Most importantly, ensure that the vest you choose fits well and is the right type of vest for the level of swimmer that you have. Remember (I know I keep saying it…) these are not life-saving floatation devices and should only be used with close adult supervision by kids who are learning to swim.
What is the best toddler swim vest?
While there is no one best option for all families, there is one that consistently gets the best reviews and seems to be a great fit for many kids. Our family has been extremely happy with the Speedo Begin To Swim. We initially were drawn to it because Speedo is a trusted name and because of all the great reviews. And as we did more research, we decided that it ticks all the boxes that we needed it to.
It is just the right balance of giving kids extra floatation without bobbing them way above the water. We knew we would be using this while teaching our daughters to swim, so we didn’t want too much buoyancy. When my daughter jumps in the pool wearing this, she goes under water and bounces back up, and that’s the way we want it so that she can learn how that feels.
It is made of neoprene and reinforced along all the rub points.
It is foam, instead of inflatable, and built to last.
I also like that the Speedo is shorter than some other toddler swimming vests. It doesn’t cover the stomach, which helps with ease of movement and is more comfortable for my child.
It is pretty compact and easy to travel with, as it is around an inch or so thick and fits easily into our carry-on bag.
We have now owned this swim vest for about 4 years, and while my 5-year-old has graduated to swimming without any float aids, my 3-year-old uses it any time we are playing at the beach or pool (outside of swim lessons). It has gotten a lot of use over the last 4 years, including joining us on many trips, and it shows surprisingly little wear!
For reference, we have the size Medium. Both of my kids are very tall and skinny for their age. The youngest we used it was a little under 2 years old, and it worked but was definitely baggy and needed the safety strap. It fit nicely from about 2.5 years to 4 years. My oldest, at 5, could squeeze into it if she needed, but only because she is so skinny. It wouldn’t be comfortable for her past 4.
Are there any downsides?
We do notice that after a long pool day, our daughter will have chafing where she rubs against the arm holes. I have found the chafing to be worse with any other floatation devices we’ve used (the classic life vests rub my kids raw in like 10 minutes), but it is still something to be aware of.

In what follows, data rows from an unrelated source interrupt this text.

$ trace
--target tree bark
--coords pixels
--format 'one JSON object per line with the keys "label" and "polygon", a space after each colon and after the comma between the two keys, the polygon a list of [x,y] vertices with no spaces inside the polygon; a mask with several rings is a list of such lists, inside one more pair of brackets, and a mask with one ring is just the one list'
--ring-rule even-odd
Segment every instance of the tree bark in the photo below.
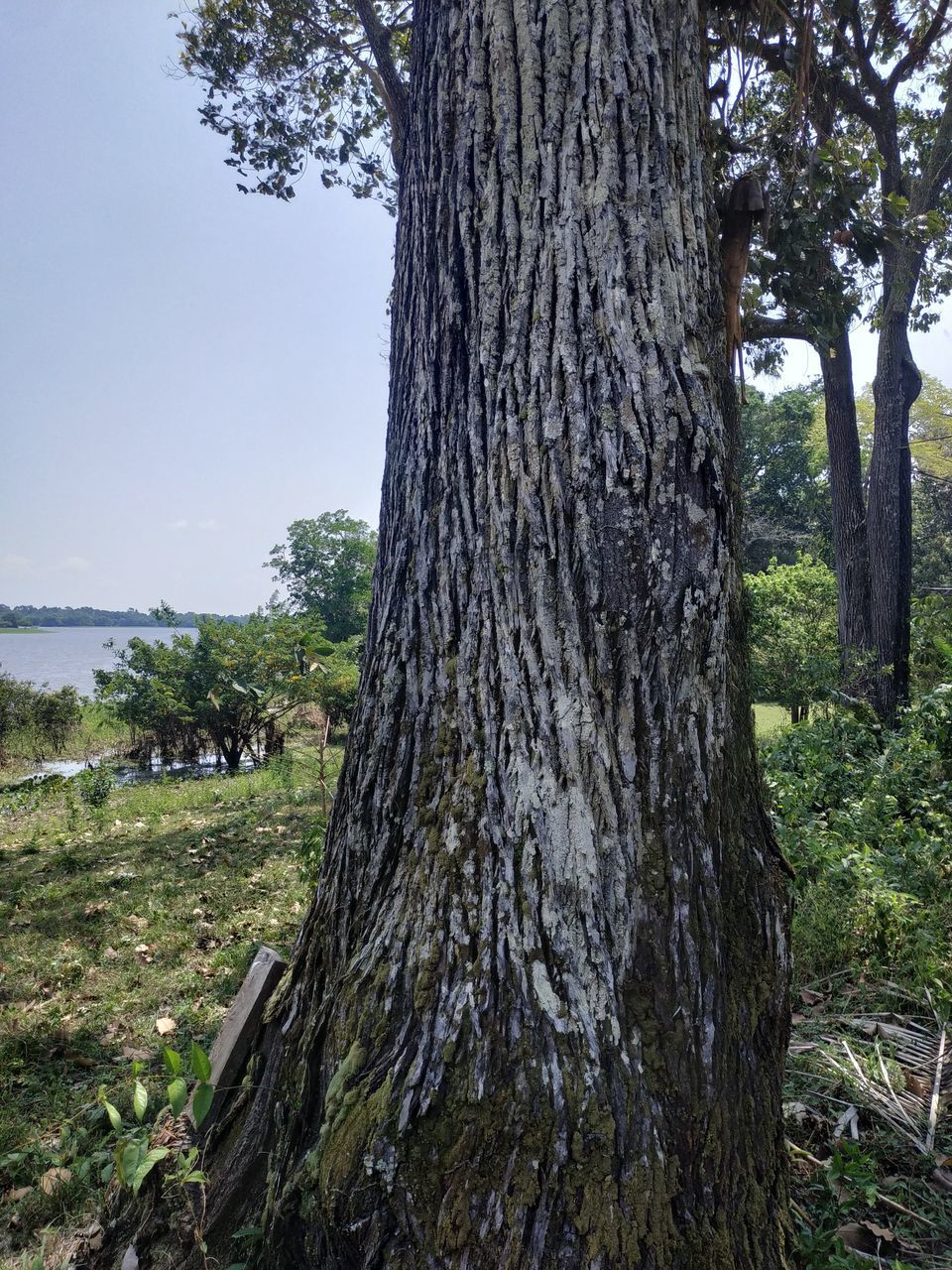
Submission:
{"label": "tree bark", "polygon": [[209,1238],[260,1195],[277,1270],[779,1270],[696,5],[421,0],[413,50],[367,659]]}
{"label": "tree bark", "polygon": [[849,333],[842,331],[831,344],[817,340],[815,347],[823,371],[826,444],[830,456],[840,655],[847,683],[866,692],[871,648],[869,549]]}
{"label": "tree bark", "polygon": [[887,319],[880,331],[869,460],[871,618],[877,672],[873,704],[880,718],[887,720],[909,700],[913,596],[909,411],[920,389],[922,377],[909,348],[909,309],[905,309]]}

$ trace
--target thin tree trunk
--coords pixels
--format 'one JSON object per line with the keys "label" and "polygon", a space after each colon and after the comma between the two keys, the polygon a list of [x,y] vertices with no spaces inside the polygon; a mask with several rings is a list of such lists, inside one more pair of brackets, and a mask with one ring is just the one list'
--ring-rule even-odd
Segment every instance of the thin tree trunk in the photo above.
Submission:
{"label": "thin tree trunk", "polygon": [[826,444],[830,456],[840,657],[847,683],[867,691],[871,640],[869,550],[849,333],[842,331],[831,344],[817,340],[816,348],[823,370]]}
{"label": "thin tree trunk", "polygon": [[209,1237],[260,1196],[272,1270],[779,1270],[696,6],[421,0],[413,48],[367,659]]}
{"label": "thin tree trunk", "polygon": [[891,719],[909,700],[913,594],[913,458],[909,413],[922,376],[909,347],[909,316],[922,253],[895,250],[883,260],[883,318],[873,381],[869,460],[871,634],[876,648],[873,704]]}

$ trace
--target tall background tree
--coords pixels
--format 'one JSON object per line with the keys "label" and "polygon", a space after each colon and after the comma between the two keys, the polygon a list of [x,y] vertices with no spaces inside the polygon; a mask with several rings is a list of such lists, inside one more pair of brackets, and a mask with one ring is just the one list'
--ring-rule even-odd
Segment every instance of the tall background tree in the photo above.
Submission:
{"label": "tall background tree", "polygon": [[[849,650],[872,649],[857,665],[875,673],[859,677],[891,718],[909,687],[909,411],[920,389],[909,330],[928,325],[952,281],[952,22],[947,0],[762,9],[717,33],[730,65],[740,58],[727,149],[774,180],[753,297],[774,315],[749,333],[806,339],[820,354],[844,662],[849,672]],[[878,354],[864,491],[849,326],[871,286]]]}
{"label": "tall background tree", "polygon": [[272,547],[264,568],[287,588],[287,608],[310,615],[338,644],[363,635],[371,603],[377,535],[347,512],[322,512],[294,521],[287,542]]}
{"label": "tall background tree", "polygon": [[263,1206],[275,1267],[779,1270],[787,902],[697,6],[429,0],[409,89],[390,6],[294,10],[360,18],[399,154],[381,559],[207,1237]]}

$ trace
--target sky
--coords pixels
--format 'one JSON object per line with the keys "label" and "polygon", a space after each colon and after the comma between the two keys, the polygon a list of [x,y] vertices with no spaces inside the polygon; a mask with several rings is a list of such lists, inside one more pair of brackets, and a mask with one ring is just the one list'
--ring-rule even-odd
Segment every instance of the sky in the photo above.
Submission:
{"label": "sky", "polygon": [[[0,0],[0,603],[246,612],[293,519],[377,521],[393,222],[240,194],[170,8]],[[913,348],[952,382],[952,306]]]}
{"label": "sky", "polygon": [[393,222],[235,189],[169,0],[0,0],[0,603],[246,612],[376,525]]}

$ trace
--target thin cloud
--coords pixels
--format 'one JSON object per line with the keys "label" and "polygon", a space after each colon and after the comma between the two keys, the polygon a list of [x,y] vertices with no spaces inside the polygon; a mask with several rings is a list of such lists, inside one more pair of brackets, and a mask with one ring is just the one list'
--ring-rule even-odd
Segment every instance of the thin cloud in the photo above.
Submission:
{"label": "thin cloud", "polygon": [[0,578],[25,578],[36,572],[36,563],[29,556],[18,556],[13,552],[0,556]]}

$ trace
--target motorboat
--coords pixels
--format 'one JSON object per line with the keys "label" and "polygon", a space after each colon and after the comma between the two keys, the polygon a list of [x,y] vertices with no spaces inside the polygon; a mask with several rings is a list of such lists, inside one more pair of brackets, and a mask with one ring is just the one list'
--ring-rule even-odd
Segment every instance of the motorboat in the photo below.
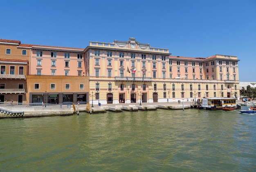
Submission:
{"label": "motorboat", "polygon": [[222,110],[223,111],[233,111],[236,109],[237,106],[233,106],[233,105],[227,105],[224,107],[222,109]]}
{"label": "motorboat", "polygon": [[255,104],[254,102],[244,102],[241,104],[241,106],[254,106],[255,105]]}

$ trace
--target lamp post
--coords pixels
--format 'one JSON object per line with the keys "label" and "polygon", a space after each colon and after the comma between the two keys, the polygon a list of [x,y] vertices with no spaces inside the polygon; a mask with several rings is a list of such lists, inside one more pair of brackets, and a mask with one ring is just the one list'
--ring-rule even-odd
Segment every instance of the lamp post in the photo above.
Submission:
{"label": "lamp post", "polygon": [[139,99],[139,105],[141,105],[141,92],[139,92],[139,96],[140,96],[140,98]]}
{"label": "lamp post", "polygon": [[198,95],[197,93],[195,93],[195,93],[193,93],[193,94],[194,96],[195,96],[195,105],[196,105],[196,103],[195,103],[195,96]]}
{"label": "lamp post", "polygon": [[90,97],[92,97],[92,107],[93,107],[93,97],[95,96],[95,94],[94,94],[93,95],[93,92],[92,92],[92,95],[90,94]]}

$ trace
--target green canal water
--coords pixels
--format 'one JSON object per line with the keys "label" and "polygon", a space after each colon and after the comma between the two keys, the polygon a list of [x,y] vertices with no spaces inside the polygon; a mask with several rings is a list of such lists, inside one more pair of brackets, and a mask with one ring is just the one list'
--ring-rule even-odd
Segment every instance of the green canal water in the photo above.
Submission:
{"label": "green canal water", "polygon": [[0,120],[1,172],[254,172],[256,114],[158,109]]}

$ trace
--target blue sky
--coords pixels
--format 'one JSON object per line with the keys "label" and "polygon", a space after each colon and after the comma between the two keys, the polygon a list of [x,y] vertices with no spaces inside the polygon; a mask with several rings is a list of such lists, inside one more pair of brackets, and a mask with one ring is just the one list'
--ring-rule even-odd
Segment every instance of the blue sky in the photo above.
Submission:
{"label": "blue sky", "polygon": [[133,37],[173,56],[237,56],[239,81],[256,82],[255,0],[1,0],[0,11],[0,38],[85,48]]}

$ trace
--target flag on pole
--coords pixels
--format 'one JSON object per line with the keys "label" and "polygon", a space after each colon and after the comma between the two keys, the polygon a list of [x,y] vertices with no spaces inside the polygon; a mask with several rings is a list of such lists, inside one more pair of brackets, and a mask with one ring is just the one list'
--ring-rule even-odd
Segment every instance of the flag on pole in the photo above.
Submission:
{"label": "flag on pole", "polygon": [[135,68],[134,68],[134,69],[132,71],[132,73],[135,73],[135,71],[136,71],[136,67],[135,67]]}

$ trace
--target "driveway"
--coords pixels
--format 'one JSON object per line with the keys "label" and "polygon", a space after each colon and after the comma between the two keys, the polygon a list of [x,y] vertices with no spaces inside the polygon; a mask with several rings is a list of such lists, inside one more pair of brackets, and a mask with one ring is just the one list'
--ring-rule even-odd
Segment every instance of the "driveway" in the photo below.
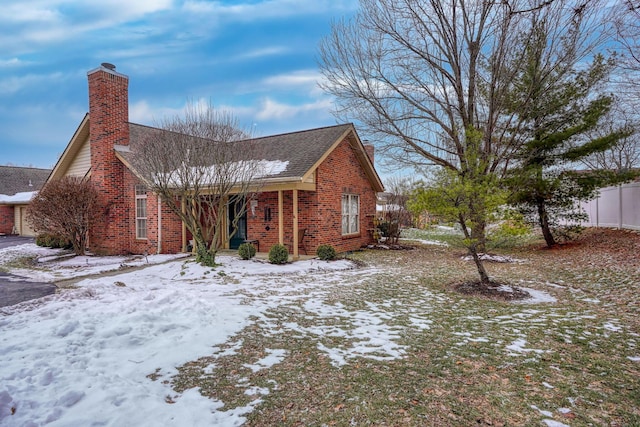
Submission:
{"label": "driveway", "polygon": [[[0,236],[0,249],[33,242],[33,237]],[[51,295],[56,289],[53,283],[31,282],[24,277],[0,272],[0,307]]]}

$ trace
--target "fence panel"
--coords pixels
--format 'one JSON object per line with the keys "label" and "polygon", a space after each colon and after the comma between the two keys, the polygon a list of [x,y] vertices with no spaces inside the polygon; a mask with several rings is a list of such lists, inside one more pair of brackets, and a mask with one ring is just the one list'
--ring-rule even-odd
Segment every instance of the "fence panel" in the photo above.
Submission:
{"label": "fence panel", "polygon": [[640,182],[603,188],[581,207],[589,215],[582,225],[640,230]]}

I have yet to hear of any brand that has solved the chafing problem, but I know some parents find it to be a deal-breaker. Ultimately, wet skin rubbing repeatedly against fabric will have that issue, and for kids spending an hour or more splashing and playing, it’s bound to happen. A rash-guard style swimsuit will help!
We don’t really find the strap to be very helpful, either. When my girls were on the very low-end of the size spectrum for the vest, it did make a difference because the vest was so big it wouldn’t stay put without it. But once they got big enough for the vest to fit snug against them, the strap is just an annoyance. But we just keep it clipped off to the side.
I really don’t have any major complaints about this vest. I can’t honestly compare to any direct competitors of this style of vest (although the direct competitors all look to be knock-offs of the Speedo vest), but I can compare to many different types of floaties, puddle jumpers, and so many different life vests used over the years. The Speedo Begin to Swim has been worlds better than all of them for what we use it for – supervised swim practice and play time.
If you have a toddler learning to swim, and you are looking for the best toddler swim vest that will enhance their fun without slowing down their learning, I hope you have a look at the Speedo Begin to Swim. And even if that is not the one for you, I hope my experiences have helped you narrow down just what to look for that will work for your family!